• Sachin Dedhia (1/5/2009)


    Not sure why the approach is RBAR approach? In almost all cases, ETL stuff would involve transformation that work on row level data.

    Being an RBAR code process is strictly separate from the fact that this may or may not be your fastest execution path for your given needs. I was not speaking to speed, but rather flexibility and re-useability. Your code component is fast, but not dynamic.

    An ETL plan doesn't have to process via SSIS one row at a time, nor one column at a time, especially if you are dealing with something that can and may change (such as number of course columns). It is usually more prudent to seek instead for an approach where one does not have to modify code and re-deploy to the package server to process the next file, or worse yet, the nasty scenario of having a different package for each source when all are doing the same type of task.

    If your incoming format will remain stable (a rare thing indeed), then it likely doesn't matter. However, if it can change, then ETL-ing into a database, and using the SQL engine to process the matches by making SSIS call the appropriate procedures, etc., is far more flexible, and still stays within the realm of SSIS ETL.

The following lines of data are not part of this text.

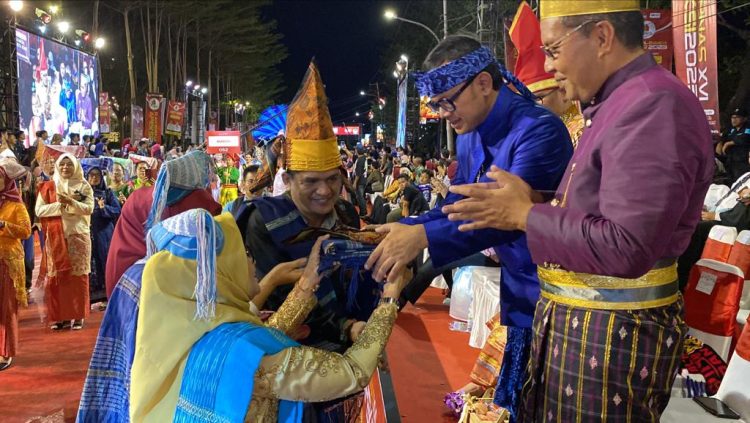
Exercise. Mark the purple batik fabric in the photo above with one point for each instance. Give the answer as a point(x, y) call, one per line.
point(591, 365)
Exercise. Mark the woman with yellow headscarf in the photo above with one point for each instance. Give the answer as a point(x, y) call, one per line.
point(64, 206)
point(198, 344)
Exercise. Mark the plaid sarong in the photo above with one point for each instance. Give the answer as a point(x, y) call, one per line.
point(590, 365)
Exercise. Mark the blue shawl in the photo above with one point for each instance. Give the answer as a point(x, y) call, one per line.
point(217, 384)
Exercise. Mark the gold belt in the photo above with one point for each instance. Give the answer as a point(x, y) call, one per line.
point(657, 288)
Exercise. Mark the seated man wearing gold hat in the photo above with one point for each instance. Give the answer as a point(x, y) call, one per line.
point(609, 329)
point(315, 182)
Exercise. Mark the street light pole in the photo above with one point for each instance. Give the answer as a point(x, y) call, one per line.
point(389, 14)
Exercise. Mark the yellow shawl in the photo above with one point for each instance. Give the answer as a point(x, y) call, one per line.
point(166, 326)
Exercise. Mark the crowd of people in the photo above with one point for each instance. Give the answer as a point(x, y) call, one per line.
point(291, 261)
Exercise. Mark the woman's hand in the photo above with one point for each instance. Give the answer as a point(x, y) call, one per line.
point(64, 199)
point(392, 289)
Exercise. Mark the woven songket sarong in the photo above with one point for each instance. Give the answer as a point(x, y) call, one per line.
point(105, 396)
point(592, 364)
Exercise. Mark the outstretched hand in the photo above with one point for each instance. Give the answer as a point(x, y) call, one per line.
point(402, 245)
point(502, 204)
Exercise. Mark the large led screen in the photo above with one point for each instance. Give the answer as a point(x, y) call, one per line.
point(58, 87)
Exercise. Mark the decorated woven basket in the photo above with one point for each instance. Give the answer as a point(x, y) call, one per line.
point(482, 410)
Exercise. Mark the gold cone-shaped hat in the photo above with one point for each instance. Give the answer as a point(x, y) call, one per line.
point(310, 142)
point(558, 8)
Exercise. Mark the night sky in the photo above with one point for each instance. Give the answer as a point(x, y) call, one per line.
point(347, 39)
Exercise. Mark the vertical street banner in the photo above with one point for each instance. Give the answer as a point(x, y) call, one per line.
point(175, 117)
point(657, 36)
point(136, 123)
point(511, 53)
point(104, 118)
point(403, 83)
point(694, 28)
point(152, 128)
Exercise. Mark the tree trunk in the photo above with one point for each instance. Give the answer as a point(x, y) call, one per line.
point(198, 51)
point(95, 35)
point(208, 82)
point(172, 71)
point(218, 99)
point(95, 26)
point(131, 74)
point(146, 32)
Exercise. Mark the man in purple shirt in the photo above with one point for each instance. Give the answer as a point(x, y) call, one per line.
point(609, 326)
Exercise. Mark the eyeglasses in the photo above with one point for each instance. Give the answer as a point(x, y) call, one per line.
point(551, 51)
point(448, 104)
point(540, 98)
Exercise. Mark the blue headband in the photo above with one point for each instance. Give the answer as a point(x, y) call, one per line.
point(192, 235)
point(449, 75)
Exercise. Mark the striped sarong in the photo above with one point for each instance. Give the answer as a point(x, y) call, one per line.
point(590, 365)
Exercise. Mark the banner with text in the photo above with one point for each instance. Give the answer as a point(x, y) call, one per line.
point(104, 118)
point(657, 35)
point(152, 129)
point(175, 117)
point(136, 124)
point(223, 142)
point(695, 53)
point(346, 130)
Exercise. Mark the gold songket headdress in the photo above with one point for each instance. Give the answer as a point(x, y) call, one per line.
point(310, 142)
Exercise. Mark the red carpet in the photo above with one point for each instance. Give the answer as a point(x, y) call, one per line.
point(427, 360)
point(47, 375)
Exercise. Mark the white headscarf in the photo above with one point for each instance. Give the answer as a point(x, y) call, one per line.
point(76, 182)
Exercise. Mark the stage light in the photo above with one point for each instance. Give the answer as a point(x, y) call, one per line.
point(85, 36)
point(43, 16)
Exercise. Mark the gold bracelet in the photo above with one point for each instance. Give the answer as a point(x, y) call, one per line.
point(312, 290)
point(388, 300)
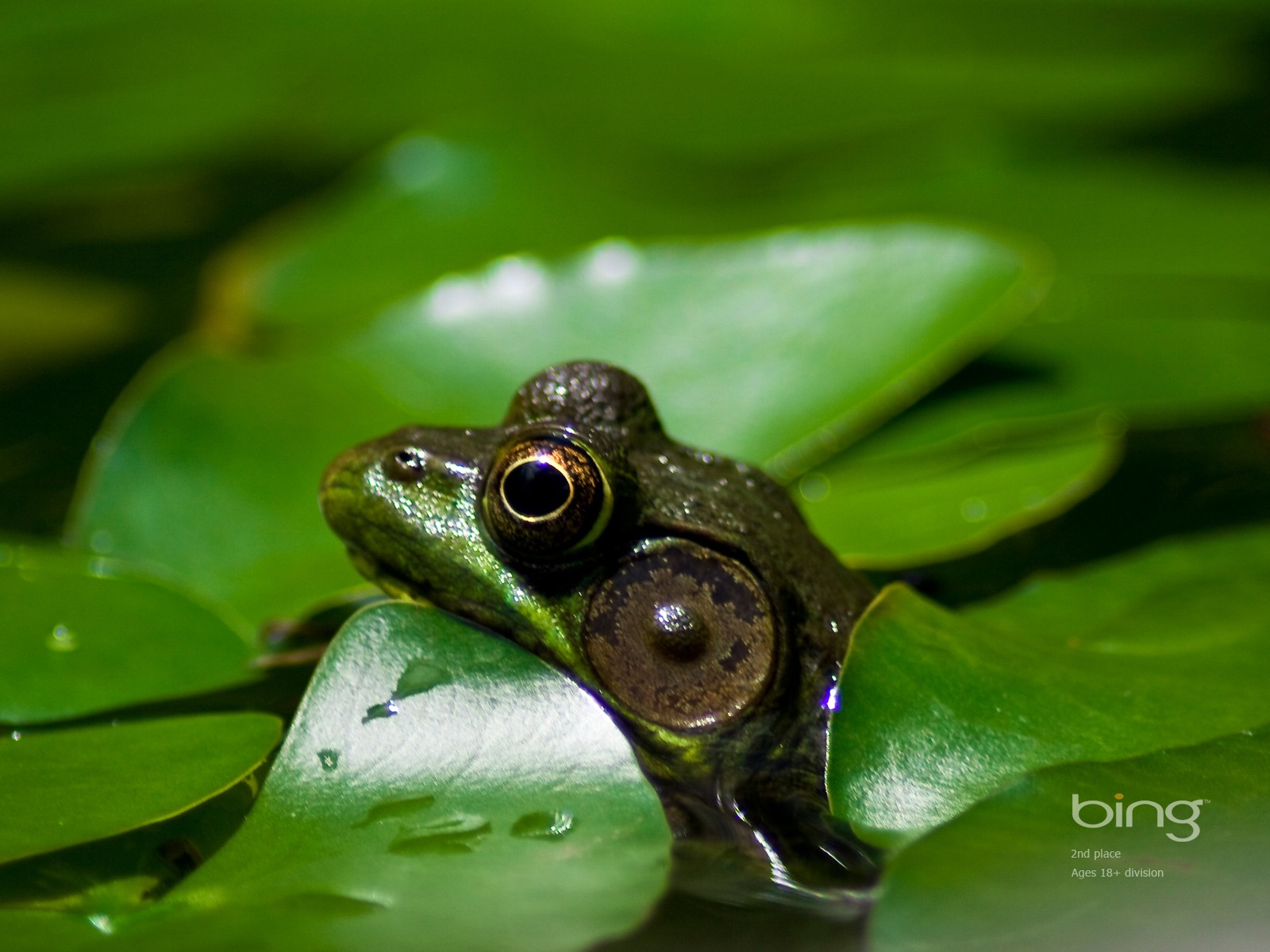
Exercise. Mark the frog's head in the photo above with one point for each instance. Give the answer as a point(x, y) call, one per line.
point(679, 587)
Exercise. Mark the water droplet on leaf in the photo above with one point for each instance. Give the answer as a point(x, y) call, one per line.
point(61, 639)
point(422, 674)
point(457, 833)
point(543, 824)
point(374, 712)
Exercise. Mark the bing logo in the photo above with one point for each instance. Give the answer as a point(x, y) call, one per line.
point(1123, 816)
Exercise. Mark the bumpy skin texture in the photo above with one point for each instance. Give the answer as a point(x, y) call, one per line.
point(429, 537)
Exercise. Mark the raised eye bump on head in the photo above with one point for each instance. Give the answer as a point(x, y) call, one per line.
point(546, 498)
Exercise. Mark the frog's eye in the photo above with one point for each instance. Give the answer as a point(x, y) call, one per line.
point(546, 498)
point(683, 636)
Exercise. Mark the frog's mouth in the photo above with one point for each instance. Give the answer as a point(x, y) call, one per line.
point(398, 585)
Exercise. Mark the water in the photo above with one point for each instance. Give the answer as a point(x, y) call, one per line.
point(421, 676)
point(61, 639)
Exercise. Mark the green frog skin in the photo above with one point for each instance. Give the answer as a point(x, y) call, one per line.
point(681, 588)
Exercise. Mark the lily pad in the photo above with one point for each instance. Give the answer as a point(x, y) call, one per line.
point(1161, 647)
point(888, 505)
point(371, 833)
point(1159, 371)
point(1018, 867)
point(209, 467)
point(71, 786)
point(83, 635)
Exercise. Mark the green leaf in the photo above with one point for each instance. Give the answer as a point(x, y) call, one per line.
point(71, 786)
point(1005, 871)
point(1161, 647)
point(84, 635)
point(728, 336)
point(232, 512)
point(1160, 371)
point(372, 831)
point(118, 875)
point(911, 498)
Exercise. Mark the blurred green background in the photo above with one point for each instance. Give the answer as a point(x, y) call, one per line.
point(258, 169)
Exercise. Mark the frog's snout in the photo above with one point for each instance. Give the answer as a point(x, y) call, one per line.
point(341, 473)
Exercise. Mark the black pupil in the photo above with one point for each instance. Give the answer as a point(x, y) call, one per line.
point(535, 489)
point(410, 460)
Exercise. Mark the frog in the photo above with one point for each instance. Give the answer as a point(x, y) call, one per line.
point(679, 587)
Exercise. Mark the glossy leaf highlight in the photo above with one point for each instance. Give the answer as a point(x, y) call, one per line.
point(371, 833)
point(232, 512)
point(83, 635)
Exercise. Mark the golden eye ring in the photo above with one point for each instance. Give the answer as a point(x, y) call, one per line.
point(546, 498)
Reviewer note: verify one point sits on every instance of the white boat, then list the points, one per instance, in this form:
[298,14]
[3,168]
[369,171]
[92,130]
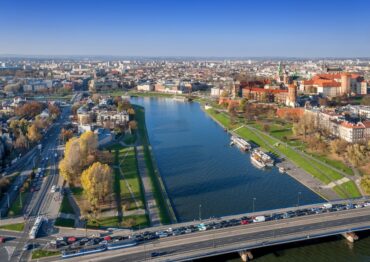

    I have also learned (the hard way) that the data is better kept for other purposes. Rare indeed are the projects I've come accross that serve an "enrichment" or "counts" only purpose (one example of enrichment is with data cleansing projects against a third-party tool, during importing and normalizing incoming lead data).

    Your case may be just such, however, so your mileage may vary. But in principle, the approach as it stands has custom code, making it flex only by brute code force, even for simple changes such as more (or less) columns of the same type, giving it a high probability for failure over time.

    Output (usually the fastest step in the process) doesn't preclude one appending the current file, writing a new one in-process, or even an SSIS task that stuffs data from the database to a file.

    I have to admit that dumping en-masse notes about all the courses in the row makes me shudder and question the process as a whole.

    I do think the article is useful however on several points, as your article was about the use of the component, and not necessarily the particular data process.